With trembling hand he shot the first of his magic shafts: it grazed a wing. The second came closer, and cut away a few of the bright red feathers, which fluttered and fell like flakes of fire in the water. The third, which he carefully aimed and drew home upon the string with all his force, made the lucky hit, and passed through the neck of the bird a little above the breast.

"The bird is mine," said Maidwa, to himself; but to his great surprise, instead of seeing it droop its neck and drift to the shore, the Red Swan flapped its wings, rose slowly, and flew off with a majestic motion toward the falling sun.
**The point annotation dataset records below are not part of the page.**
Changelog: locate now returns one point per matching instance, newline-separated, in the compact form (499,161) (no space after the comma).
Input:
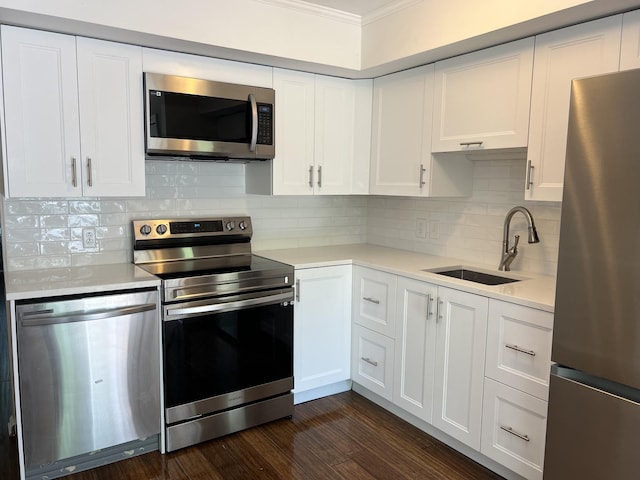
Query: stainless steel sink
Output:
(473,275)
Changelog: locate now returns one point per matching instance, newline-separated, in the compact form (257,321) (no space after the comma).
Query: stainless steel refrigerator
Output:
(593,427)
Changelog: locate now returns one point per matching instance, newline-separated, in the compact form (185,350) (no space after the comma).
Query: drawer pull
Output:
(369,361)
(515,434)
(520,349)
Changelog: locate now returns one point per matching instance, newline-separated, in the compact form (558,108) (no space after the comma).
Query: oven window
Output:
(196,117)
(220,353)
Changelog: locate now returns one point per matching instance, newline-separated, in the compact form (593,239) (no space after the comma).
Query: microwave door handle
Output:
(254,122)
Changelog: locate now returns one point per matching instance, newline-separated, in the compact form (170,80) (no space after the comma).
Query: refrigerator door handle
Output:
(514,433)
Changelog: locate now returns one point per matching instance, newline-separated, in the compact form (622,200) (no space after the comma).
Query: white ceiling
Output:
(356,7)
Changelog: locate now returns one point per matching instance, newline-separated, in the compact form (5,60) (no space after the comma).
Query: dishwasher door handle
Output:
(220,307)
(45,317)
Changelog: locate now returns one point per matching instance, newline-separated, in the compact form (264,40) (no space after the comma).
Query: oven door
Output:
(227,352)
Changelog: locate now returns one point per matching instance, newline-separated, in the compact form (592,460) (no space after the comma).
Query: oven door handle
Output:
(229,306)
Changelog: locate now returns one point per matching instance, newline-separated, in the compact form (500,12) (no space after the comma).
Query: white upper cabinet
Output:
(415,349)
(459,371)
(401,160)
(401,135)
(195,66)
(630,48)
(111,118)
(481,100)
(73,116)
(583,50)
(293,166)
(322,135)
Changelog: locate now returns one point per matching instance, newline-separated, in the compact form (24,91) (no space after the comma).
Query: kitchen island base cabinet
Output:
(322,332)
(513,429)
(372,361)
(581,50)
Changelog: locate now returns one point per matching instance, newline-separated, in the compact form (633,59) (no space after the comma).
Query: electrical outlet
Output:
(89,237)
(421,228)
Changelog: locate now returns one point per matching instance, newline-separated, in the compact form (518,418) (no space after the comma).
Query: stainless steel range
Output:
(227,320)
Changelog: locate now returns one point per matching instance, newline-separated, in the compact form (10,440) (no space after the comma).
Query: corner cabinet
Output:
(560,56)
(322,128)
(322,330)
(73,116)
(481,99)
(401,159)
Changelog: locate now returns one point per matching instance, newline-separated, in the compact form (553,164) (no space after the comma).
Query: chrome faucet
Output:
(508,254)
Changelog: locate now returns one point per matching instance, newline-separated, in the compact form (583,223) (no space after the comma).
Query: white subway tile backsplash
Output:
(42,233)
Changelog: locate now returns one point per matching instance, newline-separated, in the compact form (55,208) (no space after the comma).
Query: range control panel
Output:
(191,228)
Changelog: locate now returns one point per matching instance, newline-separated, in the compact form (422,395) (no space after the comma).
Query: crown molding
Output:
(339,15)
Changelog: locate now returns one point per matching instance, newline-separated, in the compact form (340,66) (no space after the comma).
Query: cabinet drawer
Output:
(372,361)
(519,347)
(374,300)
(513,429)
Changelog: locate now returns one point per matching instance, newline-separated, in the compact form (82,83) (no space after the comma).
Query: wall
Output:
(44,233)
(471,228)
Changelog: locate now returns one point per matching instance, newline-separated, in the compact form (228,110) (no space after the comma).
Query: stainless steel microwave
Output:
(207,120)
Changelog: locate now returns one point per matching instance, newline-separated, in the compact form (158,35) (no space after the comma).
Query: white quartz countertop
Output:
(533,290)
(53,282)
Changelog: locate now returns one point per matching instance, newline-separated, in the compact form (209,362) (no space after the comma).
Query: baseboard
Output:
(325,391)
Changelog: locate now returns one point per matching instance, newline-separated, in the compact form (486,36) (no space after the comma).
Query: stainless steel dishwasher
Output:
(89,373)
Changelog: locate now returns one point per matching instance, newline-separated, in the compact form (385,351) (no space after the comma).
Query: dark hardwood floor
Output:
(344,436)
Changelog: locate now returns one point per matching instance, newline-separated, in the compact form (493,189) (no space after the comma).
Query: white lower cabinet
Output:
(322,327)
(513,429)
(372,361)
(415,347)
(459,373)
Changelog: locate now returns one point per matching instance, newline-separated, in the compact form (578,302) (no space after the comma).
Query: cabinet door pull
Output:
(529,175)
(369,361)
(74,172)
(520,349)
(89,173)
(422,170)
(516,434)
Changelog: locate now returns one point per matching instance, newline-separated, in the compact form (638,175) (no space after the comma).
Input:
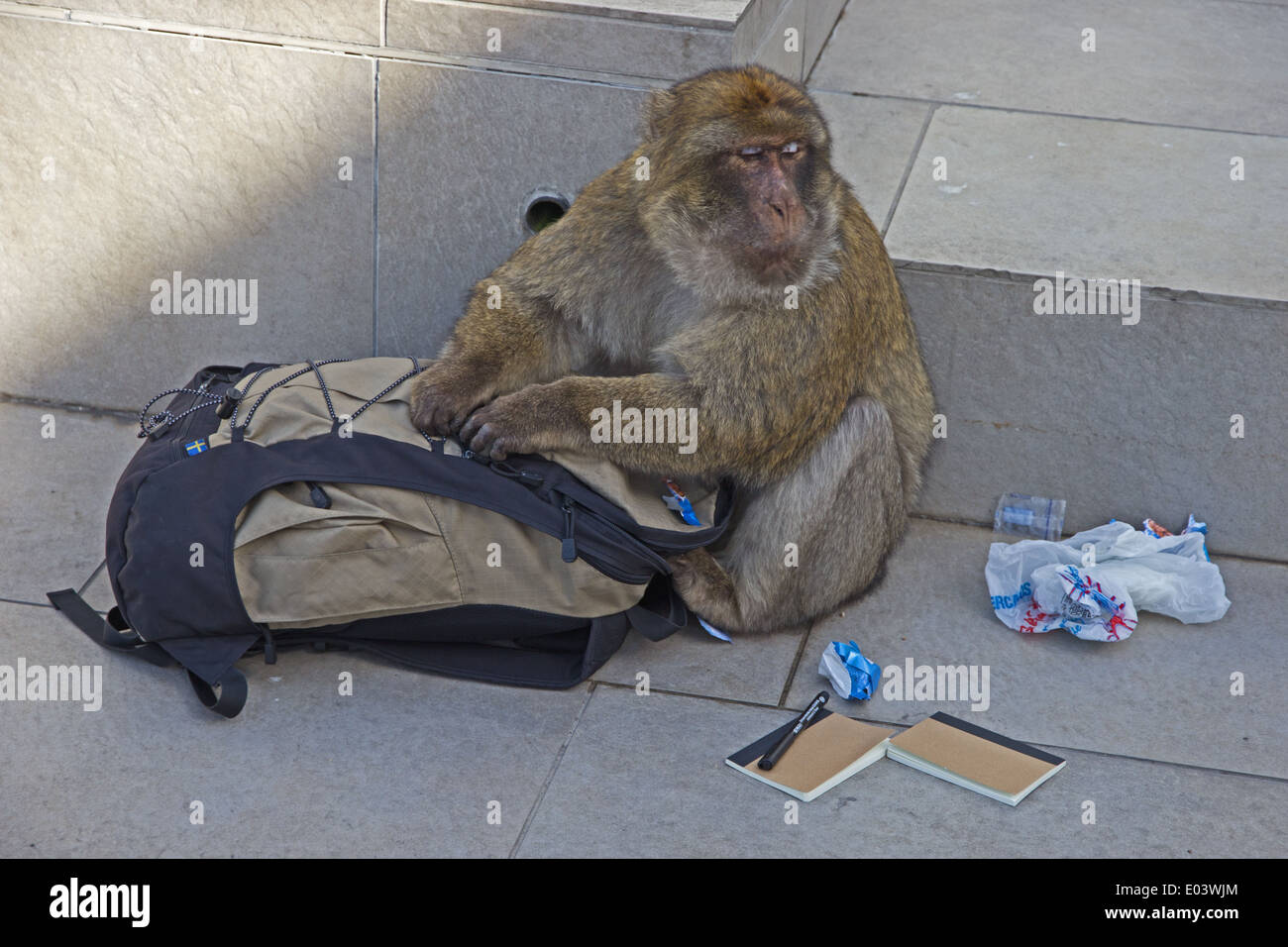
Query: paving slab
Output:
(1160,694)
(1121,421)
(56,491)
(404,767)
(1205,63)
(644,777)
(245,166)
(872,144)
(750,668)
(329,20)
(1042,193)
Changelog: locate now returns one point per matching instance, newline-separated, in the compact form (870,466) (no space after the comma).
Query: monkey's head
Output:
(741,192)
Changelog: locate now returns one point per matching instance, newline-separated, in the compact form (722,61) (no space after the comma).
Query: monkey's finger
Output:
(482,441)
(471,429)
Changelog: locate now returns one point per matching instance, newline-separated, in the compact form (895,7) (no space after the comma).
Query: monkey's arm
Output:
(739,438)
(505,341)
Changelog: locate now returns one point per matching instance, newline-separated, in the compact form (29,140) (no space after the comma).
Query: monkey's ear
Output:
(657,111)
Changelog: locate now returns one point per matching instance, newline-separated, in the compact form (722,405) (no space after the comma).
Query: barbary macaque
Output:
(722,265)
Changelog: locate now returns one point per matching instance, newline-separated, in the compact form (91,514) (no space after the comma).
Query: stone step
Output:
(1170,408)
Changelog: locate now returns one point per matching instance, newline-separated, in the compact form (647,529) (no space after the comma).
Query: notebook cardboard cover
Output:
(822,750)
(991,761)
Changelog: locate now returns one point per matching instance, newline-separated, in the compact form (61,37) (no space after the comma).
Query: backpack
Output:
(277,505)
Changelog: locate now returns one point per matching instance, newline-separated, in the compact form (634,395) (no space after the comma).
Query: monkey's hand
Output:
(519,423)
(439,402)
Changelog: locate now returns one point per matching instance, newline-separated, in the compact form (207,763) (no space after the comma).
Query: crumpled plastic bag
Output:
(851,674)
(1035,585)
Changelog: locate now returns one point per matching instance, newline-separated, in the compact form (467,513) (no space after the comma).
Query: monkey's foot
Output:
(706,587)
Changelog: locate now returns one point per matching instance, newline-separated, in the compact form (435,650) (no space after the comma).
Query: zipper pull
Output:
(570,544)
(318,496)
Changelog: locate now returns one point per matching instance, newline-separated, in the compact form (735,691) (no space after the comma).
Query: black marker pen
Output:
(771,758)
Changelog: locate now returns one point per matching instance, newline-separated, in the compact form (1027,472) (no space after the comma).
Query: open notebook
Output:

Maidwa, that he might meet his brothers, rescued two of the magic arrows from the water; and although the third was borne off, he had a hope yet to recover that too, and to be master of the swan. He was noted for his speed; for he would shoot an arrow and then run so fast that the arrow always fell behind him; and he now set off at his best speed of foot. "I can run fast," he thought, "and I can get up with the swan some time or other."

He sped on, over hills and prairies, toward the west, and was only going to take one more run, and then seek a place to sleep for the night, when, suddenly, he heard noises at a distance, like the murmur of waters against the shore; as he went on, he heard voices, and presently he saw people, some of whom were busy felling trees, and the strokes of their labor echoed through the woods.